Virginie Tournay

Virginie Tournay joined the CNRS in 2006 and CEVIPOF-Sciences Po in 2013. She holds a PhD in political science awarded by Paris I-Panthéon Sorbonne. She also holds a Master’s in molecular biology and in sociology, both awarded by Paris V René Descartes. She spent two years as a postdoctoral fellow at McGill University. She was awarded the CNRS bronze medal in 2011 for her work on developing a theoretical framework for a pragmatic approach to the study of institutions. Her research focuses on the politics of “living matter”, scientific mediations and political transformations of digital technologies. She lectures on the political challenges of artificial intelligence at Sciences Po and was a columnist in “Pour la Science”, a monthly magazine on international scientific news.
She has been Principal Investigator for two grants from the French National Research Agency: Medical uses of human stem cells facing regulation (Theracels: 2008-2012); Designing life – What cultural issues for ongoing biotechnologies? (ComingGen: 2019-2023)
She initiated the tribune “Scientific Culture Must Be Reclaimed” (106 signatories approx.) The tribune seeks institutional solutions to mobilize public authorities against the deregulation of the scientific information market. https://reconqueteculturescientifique.wordpress.com/blog/
She has served on two CNRS committees, the HCB and the Bartolone-Winock commission on institutions. Virginie is a member of the OPECST scientific committee (2016). She explores possible futures through creative writing, both her own work (Civilisation 0.0) and the writings of others.

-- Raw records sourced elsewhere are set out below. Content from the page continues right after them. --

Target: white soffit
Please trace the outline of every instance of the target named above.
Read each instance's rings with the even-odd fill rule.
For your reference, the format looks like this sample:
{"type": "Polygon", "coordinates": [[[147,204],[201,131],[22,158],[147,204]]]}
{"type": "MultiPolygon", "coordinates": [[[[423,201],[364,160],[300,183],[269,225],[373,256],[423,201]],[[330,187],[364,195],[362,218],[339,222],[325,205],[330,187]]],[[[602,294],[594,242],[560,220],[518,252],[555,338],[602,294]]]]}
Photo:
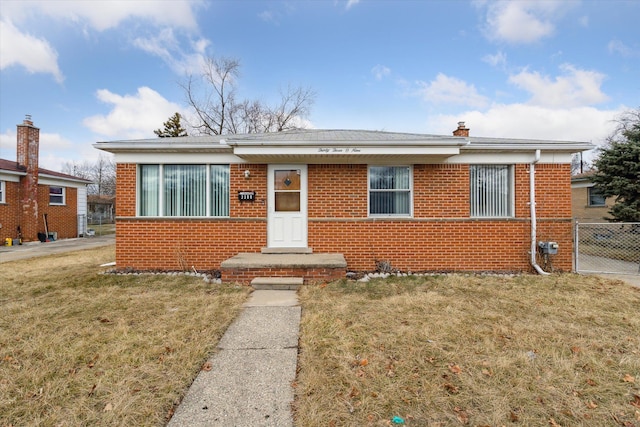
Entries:
{"type": "Polygon", "coordinates": [[[460,153],[457,146],[236,146],[234,154],[256,163],[434,163],[460,153]]]}

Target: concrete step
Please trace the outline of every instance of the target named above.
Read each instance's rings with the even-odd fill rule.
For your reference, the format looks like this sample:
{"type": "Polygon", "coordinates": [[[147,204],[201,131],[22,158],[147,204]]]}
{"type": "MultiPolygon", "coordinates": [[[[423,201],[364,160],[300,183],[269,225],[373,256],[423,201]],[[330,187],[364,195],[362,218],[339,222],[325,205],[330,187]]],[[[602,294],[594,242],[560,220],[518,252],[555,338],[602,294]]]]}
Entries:
{"type": "Polygon", "coordinates": [[[256,290],[290,291],[302,286],[302,277],[256,277],[251,287],[256,290]]]}
{"type": "Polygon", "coordinates": [[[262,248],[260,253],[263,254],[305,254],[313,253],[313,248],[262,248]]]}

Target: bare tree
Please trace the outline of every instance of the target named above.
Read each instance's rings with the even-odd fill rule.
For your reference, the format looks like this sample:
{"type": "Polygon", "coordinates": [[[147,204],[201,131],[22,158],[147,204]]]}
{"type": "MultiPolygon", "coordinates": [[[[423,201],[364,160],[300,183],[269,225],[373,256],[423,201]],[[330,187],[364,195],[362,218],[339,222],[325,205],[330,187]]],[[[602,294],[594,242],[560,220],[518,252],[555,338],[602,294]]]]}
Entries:
{"type": "MultiPolygon", "coordinates": [[[[234,121],[235,87],[240,76],[240,62],[231,58],[207,58],[202,72],[189,76],[182,85],[189,106],[199,123],[192,124],[200,133],[222,135],[234,121]]],[[[236,120],[237,121],[237,120],[236,120]]]]}
{"type": "Polygon", "coordinates": [[[198,123],[191,126],[202,134],[279,132],[304,127],[315,101],[308,88],[288,86],[280,92],[280,103],[269,107],[259,100],[238,100],[235,85],[240,62],[231,58],[208,58],[202,72],[182,84],[187,102],[198,123]]]}
{"type": "Polygon", "coordinates": [[[78,178],[93,181],[87,186],[87,193],[100,196],[115,196],[116,194],[116,165],[113,158],[102,155],[91,163],[66,162],[62,165],[62,172],[78,178]]]}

In 2020, she is recruited by the French Defense Innovation Agency as a member of a team of ten science fiction authors: “the Red Team”. This group is in charge of doing foresight for the Ministry of the Armed Forces, by imagining “future geopolitical crises and technological ruptures involving the military” on a horizon of 2030-2060.
- Why is participating to the European Risk Management Forum important to you?
This meeting initiative is essential to learn to walk much more comfortably in a world that has become increasingly interconnected and which is characterized by a strong deregulation of the digital information market. Nowadays, more than ever, it is vital for organizations to adapt to very short predictive horizons. This is true for public and private decision-makers. It is true for citizens as well. All areas of activity are concerned, from environmental issues to transport or defence ones. In other words, risk management is at the heart of social ties and collective trust.
The understanding of these issues has to be approached on a large scale. The European level is the appropriate level to deal with these issues that affect all contemporary Western societies.
- What does “Transitioning Together” mean to you?
For me, “Transitioning Together” means that we are all in the same boat, but also that we have the ability to positively intervene in the changes underway. They directly concern how we grasp our natural and social environments, the sorting of information to be privileged and the choices to be made in the hierarchy and treatments of threats. There is, I think, a balance to be found which requires a certain collective awareness of the issues, beyond the technical dimension.
- What would you like the audience to remember after your keynote speech?
We must be aware that we are faced with challenges that are not only of technical nature. The digitization of our societies is not just a technical problem. From the moment that our relationship with the world is modified by technology, it is both our political values and our principles of social cohesion that are transformed. I think, for example, that we cannot understand what will be the idea of conflict, the defense of a country in 2050 if we don’t keep in mind the radical evolution of moral and social norms in the coming decades.